En condition non optimale
En cas de carence nutritive, stress chimique ou d’élévation de la température, les protéines ont tendance à se replier de manière incorrecte dans le RE. Cet événement déclenche dans ce compartiment un mécanisme de réponse aux protéines mal repliées ou UPR (Unfolded Protein Response). La réponse aux protéines mal repliées se traduit par une diminution de la synthèse des protéines dans le RE et une dissociation de BIP qui était associée aux protéines IRE-1, PERK et ATF6 en condition basale (Bertolotti et al., 2000). ATF6 transite alors par la voie sécrétoire et est clivée dans le cis-Golgi. Le fragment N-terminal ATF6 résultant est un facteur de transcription au niveau du noyau qui s’associe avec ATF4 et XBP1. Il y a alors induction de la transcription des gènes codant pour les chaperons du RE telles que BIP/Grp78, GRP94, calréticuline, calnexine et les gènes codant pour des protéines catalysant le repliement comme les protéines disulfides isomérases PDI, ERP57 et ERP72 et activation du mécanisme de dégradation associé au réticulum endoplasmique ou ERAD (Tsai et al., 2002) et .
Les protéines chaperons interviennent au niveau de ce compartiment en interagissant avec les protéines mal repliées et continuent d’interagir avec ces protéines tant qu’une conformation native correcte n’est pas adoptée. Un mécanisme permet l’élimination des protéines mal repliées en condition basale ou en condition de stress où il est suractivé. Ce mécanisme est la dégradation associée au réticulum endoplasmique encore appelé ERAD.
Le mécanisme de dégradation associé au réticulum endoplasmique (ERAD)

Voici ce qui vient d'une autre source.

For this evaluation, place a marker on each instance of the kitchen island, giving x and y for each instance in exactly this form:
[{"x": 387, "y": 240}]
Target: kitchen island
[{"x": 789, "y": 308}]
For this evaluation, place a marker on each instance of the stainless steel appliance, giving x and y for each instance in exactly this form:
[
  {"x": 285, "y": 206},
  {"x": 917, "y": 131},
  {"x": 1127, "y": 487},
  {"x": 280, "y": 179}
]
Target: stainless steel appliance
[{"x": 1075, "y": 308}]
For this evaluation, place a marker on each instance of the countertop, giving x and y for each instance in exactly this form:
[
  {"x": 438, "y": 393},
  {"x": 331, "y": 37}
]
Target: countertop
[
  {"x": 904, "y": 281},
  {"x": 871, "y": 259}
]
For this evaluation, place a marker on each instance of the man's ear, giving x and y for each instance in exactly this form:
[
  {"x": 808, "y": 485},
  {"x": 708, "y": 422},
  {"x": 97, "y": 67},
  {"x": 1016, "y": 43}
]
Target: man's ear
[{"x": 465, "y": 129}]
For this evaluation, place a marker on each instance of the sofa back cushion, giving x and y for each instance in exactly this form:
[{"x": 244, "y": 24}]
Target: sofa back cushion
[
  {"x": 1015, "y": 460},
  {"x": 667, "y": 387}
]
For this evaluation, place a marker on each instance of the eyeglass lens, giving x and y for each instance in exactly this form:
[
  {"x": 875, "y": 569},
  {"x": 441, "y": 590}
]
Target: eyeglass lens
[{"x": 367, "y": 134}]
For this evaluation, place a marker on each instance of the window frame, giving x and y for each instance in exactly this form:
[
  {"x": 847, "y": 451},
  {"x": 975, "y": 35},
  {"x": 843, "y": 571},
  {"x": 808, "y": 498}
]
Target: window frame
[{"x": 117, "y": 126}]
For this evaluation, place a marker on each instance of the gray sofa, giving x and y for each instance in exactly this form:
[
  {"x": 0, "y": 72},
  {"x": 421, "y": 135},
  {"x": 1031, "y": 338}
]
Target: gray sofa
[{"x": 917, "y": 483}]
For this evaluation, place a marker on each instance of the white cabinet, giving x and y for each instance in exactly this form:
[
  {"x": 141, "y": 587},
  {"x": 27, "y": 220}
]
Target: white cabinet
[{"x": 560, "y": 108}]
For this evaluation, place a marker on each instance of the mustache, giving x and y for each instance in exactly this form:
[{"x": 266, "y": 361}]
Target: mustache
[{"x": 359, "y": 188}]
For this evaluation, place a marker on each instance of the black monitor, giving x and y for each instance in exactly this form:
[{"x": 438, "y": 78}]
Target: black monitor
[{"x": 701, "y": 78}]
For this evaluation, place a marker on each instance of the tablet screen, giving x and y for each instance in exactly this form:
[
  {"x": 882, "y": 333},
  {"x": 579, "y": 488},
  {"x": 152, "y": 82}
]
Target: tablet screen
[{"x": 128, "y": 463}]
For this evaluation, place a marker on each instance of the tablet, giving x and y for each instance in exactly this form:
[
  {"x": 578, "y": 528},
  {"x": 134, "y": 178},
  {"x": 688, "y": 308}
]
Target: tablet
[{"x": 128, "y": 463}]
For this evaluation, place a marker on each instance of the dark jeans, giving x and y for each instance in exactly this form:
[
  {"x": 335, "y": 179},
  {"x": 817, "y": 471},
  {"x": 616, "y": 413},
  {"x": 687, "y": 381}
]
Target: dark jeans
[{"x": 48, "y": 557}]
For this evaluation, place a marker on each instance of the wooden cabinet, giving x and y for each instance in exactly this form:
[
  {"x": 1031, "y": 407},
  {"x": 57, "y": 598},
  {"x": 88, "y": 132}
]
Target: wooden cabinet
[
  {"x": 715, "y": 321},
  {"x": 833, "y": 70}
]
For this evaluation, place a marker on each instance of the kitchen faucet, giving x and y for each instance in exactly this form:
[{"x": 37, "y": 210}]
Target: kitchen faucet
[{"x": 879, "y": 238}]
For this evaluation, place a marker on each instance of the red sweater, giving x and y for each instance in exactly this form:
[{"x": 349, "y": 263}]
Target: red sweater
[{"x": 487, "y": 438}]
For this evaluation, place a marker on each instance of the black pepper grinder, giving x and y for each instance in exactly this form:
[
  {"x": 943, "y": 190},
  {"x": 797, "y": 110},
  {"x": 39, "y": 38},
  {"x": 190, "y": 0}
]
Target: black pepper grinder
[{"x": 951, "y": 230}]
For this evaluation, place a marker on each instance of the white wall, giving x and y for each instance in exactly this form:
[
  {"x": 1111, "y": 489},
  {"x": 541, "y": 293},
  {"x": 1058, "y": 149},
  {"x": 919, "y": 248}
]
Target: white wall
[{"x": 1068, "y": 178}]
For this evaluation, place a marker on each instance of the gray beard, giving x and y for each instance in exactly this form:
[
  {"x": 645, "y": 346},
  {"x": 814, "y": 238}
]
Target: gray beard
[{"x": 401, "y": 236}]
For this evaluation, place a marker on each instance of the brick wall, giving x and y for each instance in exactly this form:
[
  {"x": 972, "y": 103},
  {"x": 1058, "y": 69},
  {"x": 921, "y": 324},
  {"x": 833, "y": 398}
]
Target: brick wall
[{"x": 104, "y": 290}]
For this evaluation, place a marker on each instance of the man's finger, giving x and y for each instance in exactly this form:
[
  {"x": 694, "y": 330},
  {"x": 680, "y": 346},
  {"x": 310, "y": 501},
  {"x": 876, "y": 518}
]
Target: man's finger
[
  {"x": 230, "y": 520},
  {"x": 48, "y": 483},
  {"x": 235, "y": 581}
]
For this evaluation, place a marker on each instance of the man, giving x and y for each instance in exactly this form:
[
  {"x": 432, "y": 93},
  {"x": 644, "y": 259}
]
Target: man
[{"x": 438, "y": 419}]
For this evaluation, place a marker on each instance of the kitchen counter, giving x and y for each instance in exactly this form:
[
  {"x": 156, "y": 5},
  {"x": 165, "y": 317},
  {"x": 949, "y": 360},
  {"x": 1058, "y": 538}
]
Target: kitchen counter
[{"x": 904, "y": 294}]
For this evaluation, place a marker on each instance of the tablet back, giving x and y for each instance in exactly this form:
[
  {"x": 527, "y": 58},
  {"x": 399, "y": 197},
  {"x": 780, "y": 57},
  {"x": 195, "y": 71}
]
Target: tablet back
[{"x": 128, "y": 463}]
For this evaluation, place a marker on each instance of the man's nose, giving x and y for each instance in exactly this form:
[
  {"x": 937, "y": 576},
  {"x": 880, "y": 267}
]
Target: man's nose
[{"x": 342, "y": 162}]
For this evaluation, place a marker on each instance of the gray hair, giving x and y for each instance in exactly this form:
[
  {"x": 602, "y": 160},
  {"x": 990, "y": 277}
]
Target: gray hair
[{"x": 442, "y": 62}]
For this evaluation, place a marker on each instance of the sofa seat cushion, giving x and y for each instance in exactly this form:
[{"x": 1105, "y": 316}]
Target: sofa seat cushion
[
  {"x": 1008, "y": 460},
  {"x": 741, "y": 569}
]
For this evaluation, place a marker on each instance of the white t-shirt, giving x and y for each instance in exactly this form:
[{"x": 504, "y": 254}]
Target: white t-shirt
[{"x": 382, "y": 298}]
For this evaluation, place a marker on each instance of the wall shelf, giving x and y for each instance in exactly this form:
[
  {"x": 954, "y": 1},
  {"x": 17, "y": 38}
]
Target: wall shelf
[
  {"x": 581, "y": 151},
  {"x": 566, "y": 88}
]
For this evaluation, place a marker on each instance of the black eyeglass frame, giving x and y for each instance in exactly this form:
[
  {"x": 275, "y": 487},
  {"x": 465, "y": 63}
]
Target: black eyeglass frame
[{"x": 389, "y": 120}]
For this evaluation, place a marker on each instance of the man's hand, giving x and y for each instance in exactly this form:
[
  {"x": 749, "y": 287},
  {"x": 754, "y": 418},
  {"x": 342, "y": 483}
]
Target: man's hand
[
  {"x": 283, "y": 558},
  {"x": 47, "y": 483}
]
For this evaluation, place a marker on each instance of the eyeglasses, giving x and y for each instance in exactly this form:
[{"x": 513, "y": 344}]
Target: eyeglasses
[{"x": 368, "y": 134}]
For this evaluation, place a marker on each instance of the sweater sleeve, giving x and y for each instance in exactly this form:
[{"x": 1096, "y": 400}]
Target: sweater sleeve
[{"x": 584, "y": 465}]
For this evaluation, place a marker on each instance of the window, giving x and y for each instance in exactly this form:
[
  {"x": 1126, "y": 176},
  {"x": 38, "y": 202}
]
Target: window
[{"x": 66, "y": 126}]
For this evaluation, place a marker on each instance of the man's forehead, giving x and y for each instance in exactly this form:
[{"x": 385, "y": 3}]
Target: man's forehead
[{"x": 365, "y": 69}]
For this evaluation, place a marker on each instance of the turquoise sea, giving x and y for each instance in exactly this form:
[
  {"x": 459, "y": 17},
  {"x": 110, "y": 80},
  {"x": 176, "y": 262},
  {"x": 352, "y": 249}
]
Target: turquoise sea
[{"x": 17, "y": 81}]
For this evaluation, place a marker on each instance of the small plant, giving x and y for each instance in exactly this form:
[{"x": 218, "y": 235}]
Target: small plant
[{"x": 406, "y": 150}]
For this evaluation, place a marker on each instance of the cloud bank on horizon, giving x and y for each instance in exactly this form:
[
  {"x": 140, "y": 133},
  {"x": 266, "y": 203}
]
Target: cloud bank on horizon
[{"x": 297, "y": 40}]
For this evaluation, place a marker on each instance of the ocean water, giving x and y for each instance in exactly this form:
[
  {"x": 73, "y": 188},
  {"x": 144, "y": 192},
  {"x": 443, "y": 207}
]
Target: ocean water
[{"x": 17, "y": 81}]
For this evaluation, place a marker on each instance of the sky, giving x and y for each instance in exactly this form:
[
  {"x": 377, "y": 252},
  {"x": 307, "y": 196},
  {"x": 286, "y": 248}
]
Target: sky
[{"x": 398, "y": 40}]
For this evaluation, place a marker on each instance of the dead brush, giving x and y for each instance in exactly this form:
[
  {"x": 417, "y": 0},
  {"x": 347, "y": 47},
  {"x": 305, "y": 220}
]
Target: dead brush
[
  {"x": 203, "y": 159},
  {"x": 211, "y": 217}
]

L’ERAD permet l’élimination des protéines mal repliées ou non assemblées du réticulum endoplasmique. Les premières études sur des protéines du réticulum endoplasmique pouvant être dégradées proviennent d’expériences réalisées en cellules de mammifères. Ces expériences ont démontré que des récepteurs aux cellules T étaient retenus dans le réticulum puis et pour la première fois que des protéines du RE pouvaient être dégradées (Bonifacino et al., 1989).
Les protéines substrats de l’ERAD sont sélectionnées par un mécanisme de contrôle qualité dans la lumière du réticulum et sont ensuite dégradées par la voie ubiquitine-protéasome cytoplasmique. La plupart des protéines dégradées par le mécanisme de l’ERAD sont des protéines de la membrane du RE. L’ERAD nécessite un transport rétrograde ou translocation des protéines à dégrader du RE vers le cytosol. Ce transport rétrograde peut se faire par un pore protéique « translocon » et les protéines se retrouveront ainsi dans le cytoplasme où elles pourront être dégradées . D’autres études suggèrent que certaines protéines (les protéines de la chaîne lourde du CMH I) vont s’associer à des protéines de membrane du RE, telles que US11 (immunoévasine du cytomégalovirus humain) et Derlin-1 qui facilitent la sortie des protéines CMH I du RE vers le cytosol (Lilley and Ploegh, 2004).